Token exchanges within a Liquidity Bootstrapping Pool (LBP) involve two primary operations: "Swap Given In" and "Swap Given Out." These operations determine the amount of one token received when another is provided or the amount needed to receive a specified amount of another token

These operations are distinct from simple Buy/Sell transactions, as each swap involves both acquiring one token and relinquishing another. Since swaps are bi-directional, $Token_x$ and $Token_y$ can represent either $Token_{Traded}$ or $Token_{Anchor}$, depending on the direction of the swap.
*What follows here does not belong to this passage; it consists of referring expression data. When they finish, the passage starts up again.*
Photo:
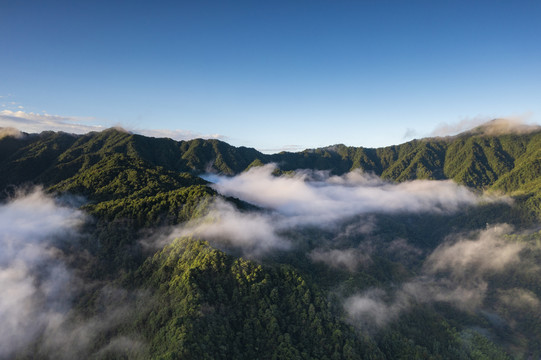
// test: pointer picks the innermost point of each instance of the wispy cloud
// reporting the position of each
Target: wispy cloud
(177, 134)
(287, 148)
(35, 285)
(456, 272)
(35, 123)
(488, 126)
(315, 197)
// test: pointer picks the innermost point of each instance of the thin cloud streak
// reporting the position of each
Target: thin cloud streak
(316, 198)
(35, 123)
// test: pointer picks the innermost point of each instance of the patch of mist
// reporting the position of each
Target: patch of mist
(456, 272)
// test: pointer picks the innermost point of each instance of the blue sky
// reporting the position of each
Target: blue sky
(269, 74)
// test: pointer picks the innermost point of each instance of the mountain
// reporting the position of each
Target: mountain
(96, 164)
(144, 277)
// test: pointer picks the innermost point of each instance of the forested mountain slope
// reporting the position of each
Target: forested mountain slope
(144, 281)
(508, 161)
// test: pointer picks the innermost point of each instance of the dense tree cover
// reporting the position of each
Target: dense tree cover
(213, 306)
(204, 303)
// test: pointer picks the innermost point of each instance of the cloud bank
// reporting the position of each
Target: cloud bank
(456, 272)
(316, 198)
(35, 284)
(312, 199)
(37, 287)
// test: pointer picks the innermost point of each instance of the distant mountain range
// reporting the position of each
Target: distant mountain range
(509, 163)
(118, 270)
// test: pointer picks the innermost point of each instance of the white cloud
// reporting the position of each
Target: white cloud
(35, 123)
(223, 224)
(177, 134)
(507, 125)
(456, 272)
(328, 199)
(35, 284)
(287, 148)
(349, 259)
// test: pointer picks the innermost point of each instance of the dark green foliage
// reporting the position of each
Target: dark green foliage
(207, 304)
(213, 306)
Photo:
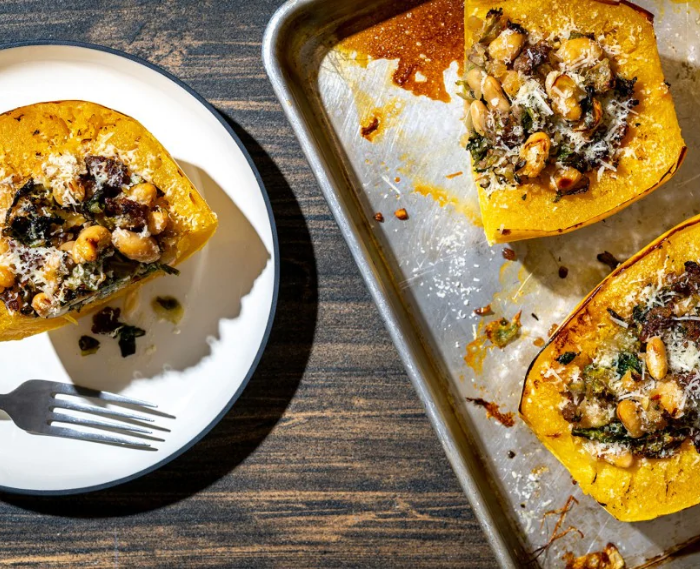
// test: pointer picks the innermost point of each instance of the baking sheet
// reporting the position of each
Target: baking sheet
(444, 269)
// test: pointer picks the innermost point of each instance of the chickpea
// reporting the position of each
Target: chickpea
(670, 397)
(512, 83)
(535, 153)
(42, 303)
(565, 95)
(143, 193)
(7, 277)
(592, 121)
(474, 78)
(135, 246)
(628, 382)
(494, 95)
(67, 246)
(580, 52)
(628, 413)
(478, 114)
(568, 179)
(90, 243)
(69, 194)
(158, 221)
(507, 46)
(657, 363)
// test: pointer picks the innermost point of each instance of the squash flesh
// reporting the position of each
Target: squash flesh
(31, 133)
(651, 487)
(654, 137)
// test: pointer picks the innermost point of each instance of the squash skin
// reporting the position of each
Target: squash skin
(28, 134)
(651, 487)
(657, 141)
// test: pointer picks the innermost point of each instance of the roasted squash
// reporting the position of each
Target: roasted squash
(591, 59)
(91, 206)
(612, 395)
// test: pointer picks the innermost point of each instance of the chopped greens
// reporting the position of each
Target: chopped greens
(107, 322)
(502, 332)
(88, 345)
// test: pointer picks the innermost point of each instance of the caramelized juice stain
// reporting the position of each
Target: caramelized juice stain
(477, 350)
(468, 208)
(375, 120)
(425, 40)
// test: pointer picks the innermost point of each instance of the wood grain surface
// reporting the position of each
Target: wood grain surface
(327, 460)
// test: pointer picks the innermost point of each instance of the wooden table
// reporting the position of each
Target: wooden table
(327, 459)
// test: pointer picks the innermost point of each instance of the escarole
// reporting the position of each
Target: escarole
(568, 113)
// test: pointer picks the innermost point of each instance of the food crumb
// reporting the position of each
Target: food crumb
(492, 410)
(609, 558)
(483, 311)
(509, 254)
(168, 308)
(502, 332)
(88, 345)
(607, 258)
(368, 131)
(401, 213)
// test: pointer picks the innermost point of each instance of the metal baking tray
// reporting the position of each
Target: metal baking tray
(428, 273)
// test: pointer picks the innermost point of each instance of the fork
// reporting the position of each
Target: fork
(34, 407)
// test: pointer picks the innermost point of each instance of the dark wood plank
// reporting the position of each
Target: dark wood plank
(328, 459)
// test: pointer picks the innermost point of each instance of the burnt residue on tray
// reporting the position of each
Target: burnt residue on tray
(492, 410)
(425, 40)
(370, 129)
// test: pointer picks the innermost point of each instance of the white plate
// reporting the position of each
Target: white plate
(194, 371)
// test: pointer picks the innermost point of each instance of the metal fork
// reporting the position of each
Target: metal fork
(34, 407)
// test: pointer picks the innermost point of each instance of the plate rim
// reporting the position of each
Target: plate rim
(275, 259)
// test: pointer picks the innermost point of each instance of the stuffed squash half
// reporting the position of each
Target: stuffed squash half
(91, 205)
(615, 394)
(568, 113)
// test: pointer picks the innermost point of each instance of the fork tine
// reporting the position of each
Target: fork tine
(133, 430)
(69, 389)
(96, 410)
(67, 433)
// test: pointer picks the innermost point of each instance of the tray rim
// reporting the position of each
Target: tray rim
(443, 418)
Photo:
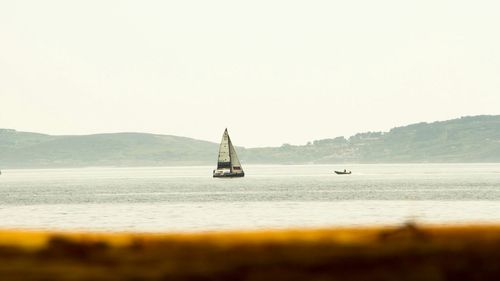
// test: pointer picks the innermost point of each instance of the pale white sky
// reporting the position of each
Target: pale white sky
(270, 71)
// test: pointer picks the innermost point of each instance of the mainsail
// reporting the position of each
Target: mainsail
(228, 160)
(224, 154)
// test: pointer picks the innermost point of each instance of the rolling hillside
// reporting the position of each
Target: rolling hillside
(467, 139)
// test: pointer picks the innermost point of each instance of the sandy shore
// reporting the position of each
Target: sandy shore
(391, 253)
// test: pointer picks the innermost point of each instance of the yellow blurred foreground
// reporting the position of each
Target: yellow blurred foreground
(400, 253)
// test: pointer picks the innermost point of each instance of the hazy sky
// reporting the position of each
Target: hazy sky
(270, 71)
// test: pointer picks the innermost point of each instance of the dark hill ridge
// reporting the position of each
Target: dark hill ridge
(467, 139)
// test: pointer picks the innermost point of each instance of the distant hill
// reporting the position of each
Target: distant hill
(467, 139)
(20, 149)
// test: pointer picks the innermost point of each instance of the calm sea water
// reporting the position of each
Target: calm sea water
(189, 199)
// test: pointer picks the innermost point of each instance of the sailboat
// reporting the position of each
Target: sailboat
(228, 164)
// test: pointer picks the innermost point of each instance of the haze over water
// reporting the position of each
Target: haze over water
(189, 199)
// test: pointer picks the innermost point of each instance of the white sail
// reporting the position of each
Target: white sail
(228, 164)
(224, 160)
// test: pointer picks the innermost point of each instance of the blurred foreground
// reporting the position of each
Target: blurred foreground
(400, 253)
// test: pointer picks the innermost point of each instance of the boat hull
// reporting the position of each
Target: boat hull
(229, 175)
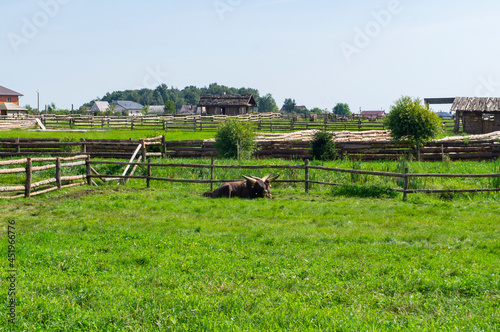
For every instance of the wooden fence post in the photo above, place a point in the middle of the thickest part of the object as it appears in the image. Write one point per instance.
(212, 174)
(163, 146)
(143, 149)
(307, 175)
(405, 189)
(29, 172)
(58, 173)
(148, 178)
(89, 170)
(84, 146)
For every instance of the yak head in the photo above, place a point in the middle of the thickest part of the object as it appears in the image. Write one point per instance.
(258, 187)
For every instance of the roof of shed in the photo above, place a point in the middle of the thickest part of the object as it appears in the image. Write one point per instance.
(8, 92)
(476, 104)
(128, 105)
(12, 107)
(227, 100)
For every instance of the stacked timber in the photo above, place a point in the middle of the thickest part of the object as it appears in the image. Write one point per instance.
(18, 124)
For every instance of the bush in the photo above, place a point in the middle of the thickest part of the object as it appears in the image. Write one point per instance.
(323, 148)
(364, 191)
(235, 139)
(70, 148)
(411, 121)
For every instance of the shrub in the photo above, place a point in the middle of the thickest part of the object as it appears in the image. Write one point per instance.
(323, 148)
(364, 191)
(411, 121)
(70, 148)
(235, 139)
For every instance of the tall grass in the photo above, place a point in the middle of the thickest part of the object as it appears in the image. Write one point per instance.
(123, 258)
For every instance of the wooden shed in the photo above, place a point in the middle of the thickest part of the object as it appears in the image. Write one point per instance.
(227, 104)
(479, 115)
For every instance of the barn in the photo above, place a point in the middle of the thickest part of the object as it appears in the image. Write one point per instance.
(479, 115)
(227, 104)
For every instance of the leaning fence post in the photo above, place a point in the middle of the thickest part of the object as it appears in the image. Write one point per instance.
(405, 189)
(163, 146)
(27, 188)
(148, 178)
(212, 174)
(307, 175)
(143, 149)
(58, 173)
(18, 147)
(87, 166)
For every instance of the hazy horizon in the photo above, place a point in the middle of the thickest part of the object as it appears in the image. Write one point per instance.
(366, 54)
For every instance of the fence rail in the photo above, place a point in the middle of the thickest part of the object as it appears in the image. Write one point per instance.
(159, 147)
(91, 174)
(29, 169)
(267, 122)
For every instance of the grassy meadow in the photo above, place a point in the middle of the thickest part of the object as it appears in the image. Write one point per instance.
(107, 134)
(127, 258)
(118, 258)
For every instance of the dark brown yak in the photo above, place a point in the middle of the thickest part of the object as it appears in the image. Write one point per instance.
(251, 187)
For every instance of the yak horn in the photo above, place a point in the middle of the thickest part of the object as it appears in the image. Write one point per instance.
(252, 180)
(272, 179)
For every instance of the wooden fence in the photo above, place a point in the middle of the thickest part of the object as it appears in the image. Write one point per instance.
(267, 122)
(159, 147)
(55, 183)
(92, 174)
(405, 190)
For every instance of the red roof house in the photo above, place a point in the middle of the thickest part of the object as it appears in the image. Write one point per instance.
(9, 96)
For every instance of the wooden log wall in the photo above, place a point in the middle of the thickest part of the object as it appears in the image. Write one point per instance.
(363, 150)
(273, 122)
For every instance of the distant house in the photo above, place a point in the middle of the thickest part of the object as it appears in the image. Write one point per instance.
(156, 110)
(480, 115)
(227, 104)
(12, 110)
(373, 114)
(445, 115)
(298, 108)
(9, 96)
(188, 109)
(128, 108)
(99, 106)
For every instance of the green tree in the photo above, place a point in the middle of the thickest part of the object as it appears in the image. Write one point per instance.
(235, 139)
(170, 107)
(267, 104)
(410, 120)
(323, 147)
(341, 109)
(289, 105)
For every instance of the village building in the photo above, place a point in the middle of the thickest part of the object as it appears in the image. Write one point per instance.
(188, 109)
(156, 110)
(12, 110)
(9, 96)
(99, 107)
(128, 108)
(227, 104)
(373, 114)
(479, 115)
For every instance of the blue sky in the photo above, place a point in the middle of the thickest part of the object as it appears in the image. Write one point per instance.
(365, 53)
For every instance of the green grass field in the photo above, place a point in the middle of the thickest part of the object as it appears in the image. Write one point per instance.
(108, 134)
(126, 258)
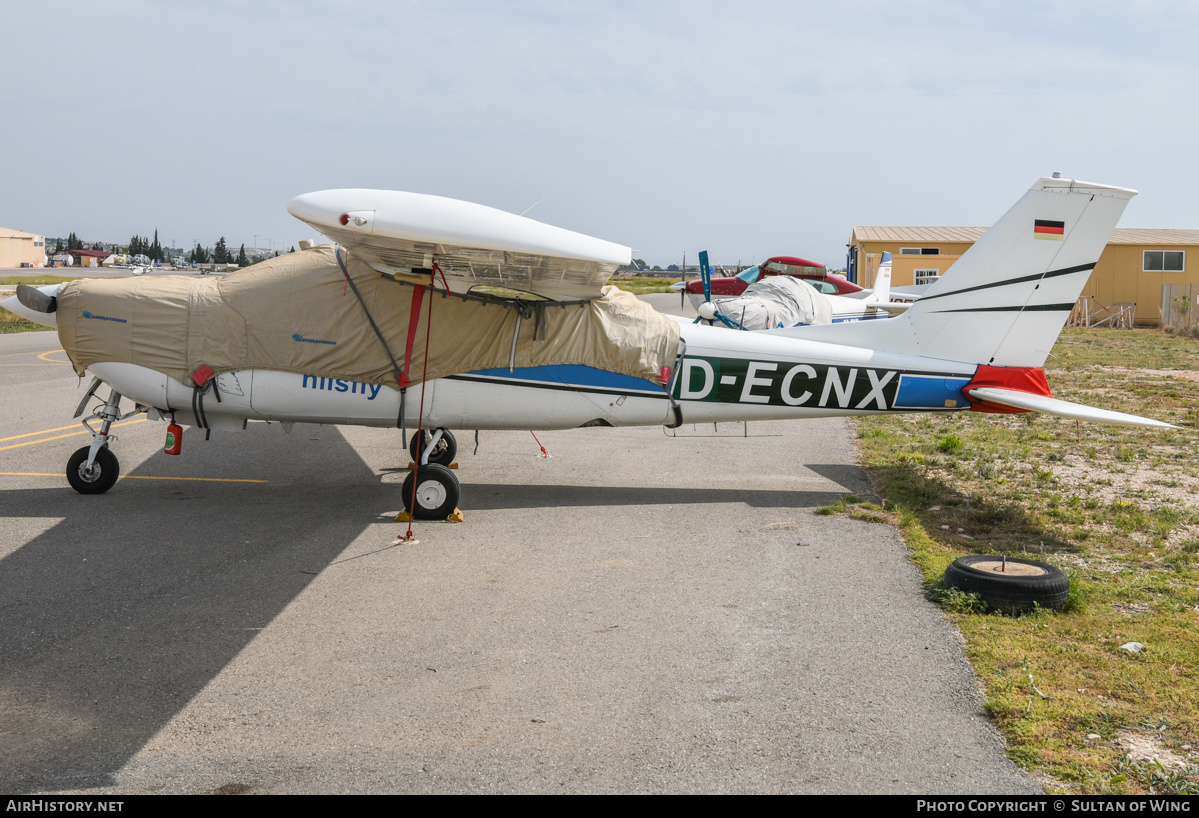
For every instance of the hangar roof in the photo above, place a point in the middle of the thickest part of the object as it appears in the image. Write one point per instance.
(1121, 235)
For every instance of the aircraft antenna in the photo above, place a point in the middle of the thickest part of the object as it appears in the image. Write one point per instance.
(531, 206)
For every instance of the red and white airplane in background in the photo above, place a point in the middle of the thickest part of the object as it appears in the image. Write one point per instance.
(976, 340)
(728, 287)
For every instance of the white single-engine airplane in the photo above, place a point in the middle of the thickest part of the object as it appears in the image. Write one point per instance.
(438, 314)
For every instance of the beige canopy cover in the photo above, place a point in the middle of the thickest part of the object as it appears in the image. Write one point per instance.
(296, 313)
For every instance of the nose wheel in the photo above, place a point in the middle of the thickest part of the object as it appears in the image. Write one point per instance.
(94, 477)
(94, 469)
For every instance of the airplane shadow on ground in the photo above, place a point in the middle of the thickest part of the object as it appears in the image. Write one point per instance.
(489, 497)
(116, 617)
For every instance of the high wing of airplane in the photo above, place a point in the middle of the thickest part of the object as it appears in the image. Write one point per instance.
(443, 314)
(727, 287)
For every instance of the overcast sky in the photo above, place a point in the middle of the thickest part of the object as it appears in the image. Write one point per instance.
(746, 128)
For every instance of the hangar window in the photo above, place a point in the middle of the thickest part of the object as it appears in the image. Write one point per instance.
(1163, 260)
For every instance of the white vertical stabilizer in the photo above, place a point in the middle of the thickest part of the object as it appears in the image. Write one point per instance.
(1007, 298)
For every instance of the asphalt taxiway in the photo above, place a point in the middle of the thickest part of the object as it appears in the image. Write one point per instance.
(638, 613)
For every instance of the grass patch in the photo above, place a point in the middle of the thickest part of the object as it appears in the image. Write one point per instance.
(13, 323)
(644, 284)
(1118, 509)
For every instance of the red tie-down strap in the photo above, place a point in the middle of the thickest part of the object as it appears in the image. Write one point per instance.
(413, 318)
(1018, 378)
(202, 376)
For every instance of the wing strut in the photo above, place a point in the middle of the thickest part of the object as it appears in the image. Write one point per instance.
(401, 374)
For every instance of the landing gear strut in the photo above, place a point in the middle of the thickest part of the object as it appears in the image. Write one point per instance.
(94, 469)
(439, 446)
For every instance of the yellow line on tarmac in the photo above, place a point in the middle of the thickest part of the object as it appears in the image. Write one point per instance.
(136, 476)
(30, 443)
(30, 434)
(31, 352)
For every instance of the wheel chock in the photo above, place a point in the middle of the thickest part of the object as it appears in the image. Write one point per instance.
(456, 517)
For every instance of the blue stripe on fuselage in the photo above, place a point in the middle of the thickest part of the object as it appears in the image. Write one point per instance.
(573, 374)
(931, 392)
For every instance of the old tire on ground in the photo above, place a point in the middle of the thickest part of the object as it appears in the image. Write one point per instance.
(441, 455)
(97, 480)
(1024, 585)
(437, 492)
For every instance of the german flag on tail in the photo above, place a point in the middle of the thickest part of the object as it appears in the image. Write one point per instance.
(1044, 228)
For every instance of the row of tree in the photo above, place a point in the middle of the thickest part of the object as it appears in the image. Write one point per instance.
(155, 252)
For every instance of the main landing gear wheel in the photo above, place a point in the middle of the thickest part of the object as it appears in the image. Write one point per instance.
(441, 455)
(437, 492)
(96, 480)
(1014, 588)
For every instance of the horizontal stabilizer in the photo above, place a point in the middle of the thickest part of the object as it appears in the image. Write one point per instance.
(893, 307)
(1011, 397)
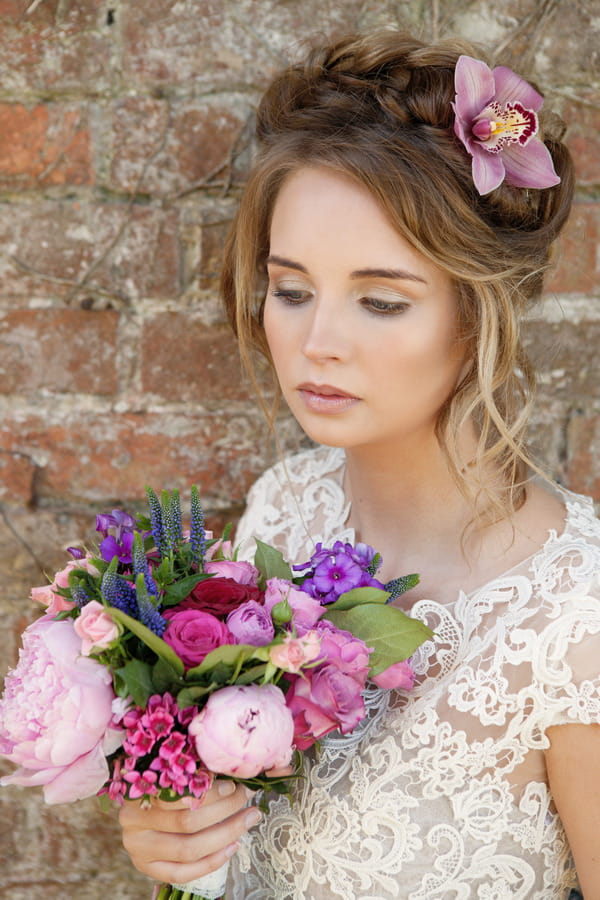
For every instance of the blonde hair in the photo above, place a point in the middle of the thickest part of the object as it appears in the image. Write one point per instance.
(378, 108)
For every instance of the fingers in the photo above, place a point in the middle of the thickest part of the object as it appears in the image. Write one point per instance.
(171, 842)
(181, 858)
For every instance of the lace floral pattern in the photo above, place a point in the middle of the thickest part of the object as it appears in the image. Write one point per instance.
(443, 792)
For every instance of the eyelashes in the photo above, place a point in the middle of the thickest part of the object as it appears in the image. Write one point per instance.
(378, 307)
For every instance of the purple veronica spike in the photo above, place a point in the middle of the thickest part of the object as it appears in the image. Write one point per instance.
(496, 120)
3.1. Operation : ‘Swap Given In’

The ‘Swap Given In’ operation refers to the process of determining how much of a token you will receive when you input a specific amount of another token into a liquidity pool. This is typically used when a participant knows the amount they want to trade and wants to calculate how much they will receive in return.

The process begins by inputting the desired amount of tokens into the pool. The amount of tokens received is calculated based on the current token volumes and weights within the pool, using the formulas below. This calculation considers the changing dynamics within the pool, ensuring that the received amount reflects the most current state of the liquidity pool.

Because weights adjust the price sensitivity in an LBP, the ‘Swap Given In’ operation introduces a non-linear relationship to the original swap formula (without weights) from general liquidity pools; this effect is expressed by raising the volume ratio to the power of the weight ratio, $\frac{Weight_y}{Weight_x}$​​, resulting in a power-law behavior.

$Token_x^{Received}= Volume_x \times [ 1 - (\frac {Volume_y}{Volume_y + Token_y^{Input}})]^{\frac{Weight_y}{Weight_x}}$

Where

• $Token_x^{Received}$ : Amount of $Token_x$ being received from the pool (swapped out).

• $Tokeny_{Input}$ : Amount of $Token_y$ being input into the pool (swapped in).

• $Volume_x​$ : Current volume of $Token_x$ in the pool before the transaction.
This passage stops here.